I was at the salon recently, getting a cut from Carlos. I always tell him, “Do whatever you want.” The first time I said this he broke out into a huge grin, and although he always does a fantastic job, I thought, Why is he so happy? What did I just agree to? There was no need to worry about Carlos, of course. But as he was snipping away this time, he paused, then shouted, “Look, you have a gray hair!”

I saw age 30 a couple years ago, but I had yet to see a gray hair. So I yelled, “Pull it! Pull it!” He wouldn’t do it, so I asked him to single it out so I could pull it myself. I think Carlos assumed I was having a fake meltdown, but I still believe a minor anxiety attack was the correct response. When I saw it was snow white, I was both horrified that he was right about its very existence, and relieved that it wasn’t dishwater gray. It also reminded me of my grandmother, Celia, whose snow white hair always looked so pretty, albeit perpetually in need of a slight trim.

I was hoping that Snow White was an anomaly. A single strand that peaked before its time. But after my experience this evening, I know it wasn’t.

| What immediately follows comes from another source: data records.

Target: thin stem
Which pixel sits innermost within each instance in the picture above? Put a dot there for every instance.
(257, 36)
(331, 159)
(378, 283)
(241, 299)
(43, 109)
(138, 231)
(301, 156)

Normally, I don’t think this would be hitting me so hard but about half an hour ago I finished “Still Alice,” by Lisa Genova, a novel about a woman’s rapid descent into early-onset Alzheimer’s. It was very moving but deeply depressing, and left me vowing that my next read would involve a Parisian police detective who solves a heist at a candy factory with the help of his friends, a pair of married chocolatiers. Or something similar.

The malaise caused by the book will pass, but something else is weighing on my mind tonight. My birthday is about 4 weeks away. I don’t particularly love birthdays, but this time of year also marks another anniversary – the onset of my immune system disorder, CVID. I will be celebrating by starting home care, which my insurance company just approved. A nurse will visit me every four weeks to administer my intravenous immunoglobulin treatment (IVIG), replacing my monthly trek to the infusion center at my immunologist’s office.

Intellectually, I know this is a great development. Going to the infusion center isn’t fun. I get there at 8:30 a.m. and am hooked up to my pre-meds (a cocktail of Tylenol, Benadryl and a steroid, to prevent reactions) by 9:15 a.m., and start my infusion at 10 a.m. I then spend 3 hours hooked up to the IVIG, during which time I sleep, due to the Benadryl. Afterwards, I trudge out, exhausted from the medication and the amount of liquid being pumped into me, and pour myself into a taxi so I can go home and sleep for the next four hours and gradually regain energy over the next couple of days.

At least if I get it at home I don’t have to leave, don’t have to wait for the nurses to attend to anyone else, and don’t have to worry that I won’t find a cab during the lunch rush.

The home care company called me several times. I have, thus far, spoken to an intake coordinator, a nurse and someone from the pharmacy department. They all asked me a myriad of questions, including my height, weight, medications, fruit intake, freckle-to-skin percentage and linen thread count. They also explained that I should expect an introductory package in a couple weeks, which would include basic supplies. Like an IV pole.

My very own IV pole.

Nothing screams, “Hey, I’m young, I don’t have gray hair and I’m available!” like your own IV pole. In fact, I may add it to my eHarmony profile.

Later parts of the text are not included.